Michiel van der Heijden, MD, PhD, of the Netherlands Cancer Institute, and colleagues are presenting a follow-up analysis of patients who were ineligible for cisplatin at randomization for the EV-302/KEYNOTE-A39 study at the 2024 American Society of Clinical Oncology Annual Meeting.

EV-302 is a phase 3, randomized, open-label, global study comparing enfortumab vedotin plus pembrolizumab (EV+P) with platinum-based chemotherapy for first-line treatment of patients with locally advanced or metastatic urothelial carcinoma (la/mUC), regardless of cisplatin eligibility. In previous readouts of this study, EV+P demonstrated a statistically significant and clinically meaningful benefit compared with platinum-based chemotherapy for progression-free survival (PFS; hazard ratio [HR], 0.45; P<.00001) and overall survival (HR, 0.47; P<.00001) in the overall patient population, reducing the risk of progression and/or death by more than 50%.

To better understand the effects of EV+P in patients who were cisplatin-ineligible at treatment randomization, Dr. van der Heijden and colleagues analyzed the treatment courses and outcomes of 408 patients, including 198 who received EV+P and 210 who received platinum-based chemotherapy. In the latter cohort, 205 received carboplatin at cycle 1.

The median PFS was 10.6 months for patients receiving EV+P and 6.1 months for those receiving platinum-based chemotherapy (HR, 0.43; 95% CI, 0.33-0.55).
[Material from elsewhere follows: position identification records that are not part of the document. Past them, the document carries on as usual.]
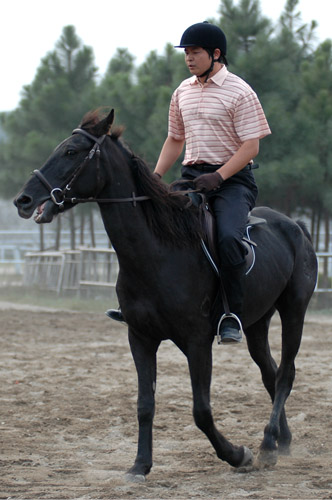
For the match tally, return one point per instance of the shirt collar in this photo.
(218, 78)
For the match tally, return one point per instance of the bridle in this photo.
(59, 194)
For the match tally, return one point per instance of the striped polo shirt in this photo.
(215, 118)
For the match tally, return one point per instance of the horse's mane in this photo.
(167, 215)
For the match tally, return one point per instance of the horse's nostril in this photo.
(23, 201)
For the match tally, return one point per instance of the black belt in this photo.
(208, 167)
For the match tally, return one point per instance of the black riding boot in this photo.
(230, 328)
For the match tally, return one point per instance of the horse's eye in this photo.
(70, 152)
The median overall survival was not reached in the EV+P arm and was 12.7 months in the platinum-based chemotherapy arm (HR, 0.43; 95% CI, 0.31-0.59).

Objective response rate (ORR) for patients in the EV+P arm was 63.9%, with a 24.7% complete response (CR) rate. Median duration of response was not reached (16.3 months-not reached) in these patients. ORR for those receiving platinum-based chemotherapy was 34.9%, with a 9.1% CR rate. The median duration of response was 6.6 months (range, 5.6-10.2 months).

Researchers noted that in the EV+P arm, 62 patients remained on treatment at the data cutoff. Fifty-five patients received subsequent therapy, including cisplatin (n=10) and carboplatin (n=27) as the first subsequent therapy. In the platinum-based chemotherapy arm, all patients discontinued the study treatment at the data cutoff. Among these patients, 114 received a PD-1/L1 therapy following platinum-based chemotherapy, including maintenance avelumab (n=52), and 58 patients received a PD-1/L1 therapy as a second-line treatment.

Dr. van der Heijden and colleagues further reported that grade ≥3 treatment-related adverse events (TRAEs) occurred in 58.4% and 77.1% of patients in the EV+P and platinum-based chemotherapy arms, respectively. The most common grade ≥3 TRAEs for enfortumab vedotin were skin reactions (16.2%), peripheral neuropathy (8.1%), and hyperglycemia (4.1%), while the most common grade ≥3 treatment-emergent AEs for pembrolizumab were severe skin reaction (14.7%), hepatitis (2.0%), and pneumonitis (2.0%).

“In this patient population with historically poor prognosis, EV+P improved clinical outcomes in patients who were ineligible for cisplatin,” study authors concluded, adding that the results were consistent with the overall population. “The results of EV-302 support EV+P as a new standard of care for la/mUC, including patients who are ineligible for cisplatin.”